Simon’s Nature Reserve
Nestled between two indistinct flagpoles within a remote Solomon Island passage is what we can only describe as one man’s quest to preserve coral diversity. A labor of love fifteen years in the making, Simon’s Nature Reserve is a true testament to the power of long term coral conservation.
As our boat approached the western shoreline of Sandfly passage, a man came paddling out in his dugout canoe. Simon reached our boat with a friendly hello and started telling us about his personal marine protected area.
Since 2004, Simon has been collecting corals around the island, and carefully manicuring his home reef. He removes predators like crown of thorns and Drupella snails, but most of all he doesn’t allow anyone to fish on his reef.
He says sometimes there are fishermen from other villages who come and poach fish, but for the most part, his little nature reserve is a garden of Eden for over 80 genera of coral, as well as a refuge for juvenile fish.

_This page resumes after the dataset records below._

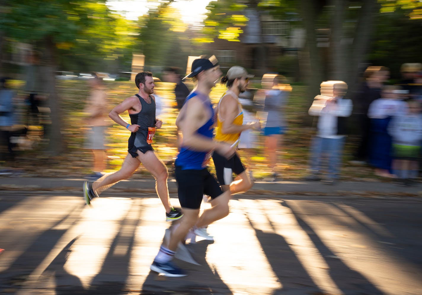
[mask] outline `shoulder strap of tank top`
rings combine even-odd
[[[240,102],[239,101],[239,97],[236,95],[236,94],[235,93],[234,91],[233,90],[228,90],[226,91],[226,92],[224,93],[224,94],[223,95],[223,96],[221,97],[221,98],[220,99],[220,101],[218,102],[218,104],[217,105],[217,116],[219,117],[219,118],[220,121],[222,122],[224,120],[222,119],[221,117],[220,116],[220,103],[221,102],[221,101],[223,100],[223,98],[224,98],[226,95],[230,95],[234,97],[235,99],[237,100],[238,109],[239,110],[239,114],[238,114],[238,116],[239,116],[239,115],[241,114],[242,113],[242,105],[241,104]]]

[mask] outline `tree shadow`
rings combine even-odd
[[[213,241],[203,240],[195,244],[186,245],[194,259],[200,265],[174,259],[174,262],[188,273],[187,276],[169,277],[150,271],[141,290],[146,294],[149,294],[148,292],[153,294],[174,292],[185,295],[233,294],[222,280],[217,270],[212,269],[207,263],[207,248],[213,243]]]
[[[289,294],[290,292],[299,290],[300,294],[319,294],[322,292],[308,275],[284,238],[276,233],[265,233],[257,229],[249,217],[248,220],[251,227],[255,231],[273,271],[282,285],[281,289],[275,291],[274,294]],[[269,220],[268,223],[271,225]]]
[[[78,207],[74,208],[66,216],[54,224],[49,229],[43,232],[38,235],[19,257],[10,265],[8,268],[0,274],[0,280],[10,281],[14,278],[19,277],[22,281],[25,281],[37,266],[45,258],[45,253],[52,251],[63,235],[68,230],[57,229],[56,227],[62,222],[70,219],[74,212],[79,211]],[[69,226],[71,228],[77,223],[75,219]]]
[[[328,264],[330,276],[345,294],[356,293],[357,289],[360,290],[359,294],[371,295],[382,295],[384,294],[360,273],[351,269],[341,259],[336,258],[337,256],[335,253],[325,245],[312,227],[300,217],[300,214],[295,212],[294,208],[289,207],[285,202],[281,203],[281,206],[291,210],[299,225],[307,233],[318,252]]]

Even before jumping in the water you are surrounded by corals. The calm protected bay, clear water, and shallow coral colonies glisten beneath the waves. We heard it would be possible to find the infamous purple monster coral in Simon’s Reserve, so we started coral spotting from the boat, planning our decent.
The shallowest parts are filled with thickets of branching staghorn Acropora. Purple, blue, green and cream. We’ve never seen such a healthy dense coral forest. And you thought your frag tank was full! The more we explored, the more hidden gems appeared.
Simon told me he knows all the corals on his reef, and is still finding new varieties around his island. Talk about coral seed bank. Simon is truly preserving the genetic diversity of Solomon Island corals, or at least the corals from his home island in Sandfly Passage.
We found some purple monster on the far end of the reef, part of his newest extension of the reserve. Mixed in we found more purple corals, some bright Montipora, some thick branching Acropora digitifera, and what looks like a pinkish blasto/micromussa.
But the piéce de resistance was three bright turquoise acros, which the pictures seriously do not do this coral justice. We tried our best to adjust the colors to what we saw on the reef but this bad boy was screaming neon turquoise like nothing we’ve ever seen. Simon’s Screaming Staghorn?!
Before leaving Simon showed us his list of corals. This guy could name most of the corals by scientific name. Over 80 genera listed, and if the pink one we photographed was a Mussid of sorts looks like it will be a new one for the list!
For about $50 Solomon Dollars per person, Simon lets people snorkel his reef. A small price to pay knowing he has spent years collecting and maintaining this spot. Simon told me he also uses this reef to educate his neighbors about the importance of keeping corals and stopping to fish, so that baby fish have a place to grow up.
His model of coral conservation has paid off. There are noticeably more fish hiding among the reef. And he’s figured out a way to make money from his efforts. Simply pull up between two flagpoles and wait for Simon to paddle out, ready to share his reef with the world.
Getting There: We went diving with Raiders Hotel & Dive and Visit Solomon Islands. Raiders Hotel & Dive is a small boutique hotel located in the township of Tulagi in the historical Central Province (a.k.a. Nggela Islands or Florida Islands) of the Solomon Islands. Sandfly Passage and Simon’s Nature Reserve is Northwest of Tulagi and can be visited as a day trip.